# Train a Keras Sequential Model
This notebook shows how to train and host a Keras Sequential model on SageMaker. The model used for this notebook is a simple deep CNN that was extracted from [the Keras examples](https://github.com/keras-team/keras/blob/master/examples/cifar10_cnn.py).

## The dataset
The [CIFAR-10 dataset](https://www.cs.toronto.edu/~kriz/cifar.html) is one of the most popular machine learning datasets. It consists of 60,000 32x32 images belonging to 10 different classes (6,000 images per class). Here are the classes in the dataset, as well as 10 random images from each:

![cifar10](https://maet3608.github.io/nuts-ml/_images/cifar10.png)

In this tutorial, we will train a deep CNN to recognize these images.
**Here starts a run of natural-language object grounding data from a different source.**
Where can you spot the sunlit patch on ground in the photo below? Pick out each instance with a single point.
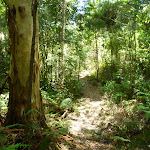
(90, 121)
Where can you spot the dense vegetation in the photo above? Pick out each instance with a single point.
(111, 40)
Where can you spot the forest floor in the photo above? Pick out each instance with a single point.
(93, 121)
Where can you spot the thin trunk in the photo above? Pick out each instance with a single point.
(97, 59)
(63, 42)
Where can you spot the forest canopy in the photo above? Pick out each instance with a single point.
(47, 45)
We'll compare trainig with file mode, pipe mode datasets and distributed training with Horovod

In [None]:
!pip install sagemaker-experiments sagemaker boto3 awscli --upgrade

## Getting the data
To use the CIFAR-10 dataset, we first need to download it and convert it to TFRecords. This step takes around 5 minutes.
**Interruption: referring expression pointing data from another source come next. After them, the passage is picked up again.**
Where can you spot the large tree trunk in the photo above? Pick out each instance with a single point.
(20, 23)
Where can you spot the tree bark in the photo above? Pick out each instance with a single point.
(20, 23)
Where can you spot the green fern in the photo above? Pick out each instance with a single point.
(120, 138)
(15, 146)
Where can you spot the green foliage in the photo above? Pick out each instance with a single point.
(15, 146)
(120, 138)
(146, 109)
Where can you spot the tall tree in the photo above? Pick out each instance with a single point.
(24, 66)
You can use the following command:

In [None]:
!python generate_cifar10_tfrecords.py --data-dir ./data

## Run the training locally

The script uses arguments for configuration. it requires the following configurations:
1. Model_dir - location where it'll save checkpoints and logs
2. train, validation, eval - location of the relevant tf records

Run the script locally:

In [None]:
!mkdir -p logs
!python training_script/cifar10_keras.py --model_dir ./logs \
                                         --train data/train \
                                         --validation data/validation \
                                         --eval data/eval \
                                         --epochs 1
!rm -rf logs

**Altough the script was running on a SageMaker notebook, you can run the same script on your computer using the same command.**

## Use TensorFlow Script Mode
For TensorFlow versions 1.11 and later, the Amazon SageMaker Python SDK supports script mode training scripts. Script mode has the following advantages over legacy mode training scripts:

* Script mode training scripts are more similar to training scripts you write for TensorFlow in general, so it is easier to modify your existing TensorFlow training scripts to work with Amazon SageMaker.

* Script mode supports both Python 2.7- andPython 3.6-compatible source files.

* Script mode supports Horovod for distributed training.

For information about writing TensorFlow script mode training scripts and using TensorFlow script mode estimators and models with Amazon SageMaker, see https://sagemaker.readthedocs.io/en/stable/using_tf.html.

### Preparing your script for training in SageMaker
The training script is very similar to a training script you might run outside of SageMaker.
SageMaker runs the script with 1 argument, model_dir, an S3 location that is used for logs and artifacts.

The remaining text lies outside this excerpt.